Over the weekends, I visited Fat Papas burger restaurant with my family. We ordered Wimpy Burger ($15) and Fried Steak ($19). The portions are hearty and they tasted great. I’d go back for more someday!

After the main course, as an afterthought, we decided to order their Onion Rings ($8). It tasted good. We enjoyed it.

As I was eating, I thought, “how much does these onion and batter cost? It cannot be half the cost of Wimpy Burger right?” Yet I paid $8 VS $15, and I did not complain. The chef was able to transform some inexpensive batter and onion rings into a dish which looked yummy and appealed so much to my palette, that I was willing to pay for it.

Something clicked in my mind. I started to see that the same principle can be applied to pricing any products in business.

It doesn’t matter how much is the ingredient I put into the product or service. What matters is how I package it into something that MEET PEOPLE’S WANTS AT THE RIGHT PLACE, AT THE RIGHT TIME.

I can have the best ingredient, but if I don’t know how to cook them right, I end up with something horrible. No one is going to pay a lot for my horrible dish simply because I paid a lot for the ingredient.

Conversely, I can have the simplest ingredient, but because I have the culinary skills to cook them right, I can transform them into tasty dishes which people are willing to pay for, without asking how much are the ingredients.

My takeaway is: don’t do what is called “cost-plus” pricing strategy. “Cost-plus” pricing means figuring out the cost of a product and from there, mark up a profit margin to come up with the selling price. With “cost-plus” pricing, coffeeshops come up with price of a cup of coffee based on all the costs involved, plus a maybe 20% profit margin. “Cost-plus” pricing allows us to get a cup of coffee at $1.20.

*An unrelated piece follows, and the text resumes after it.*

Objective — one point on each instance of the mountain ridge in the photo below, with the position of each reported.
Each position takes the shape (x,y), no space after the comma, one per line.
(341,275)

That is not how Starbucks and Coffee Bean & Tea Leaf figure out their price. It is not how Apple figure out the price of the next iPhone. They are able to charge way above their costs because they MEET PEOPLE’S WANTS AT THE RIGHT PLACE, AT THE RIGHT TIME.

As tutors, “cost-plus” pricing strategy means that we decide our fees based on our total costs (manpower, rental, curriculum, marketing and distribution) plus a 20% margin.

How do we step away from “cost-plus” pricing and price like Starbucks?

Hopefully this revelation at Fat Papas burger will help to open my mind and change my paradigm.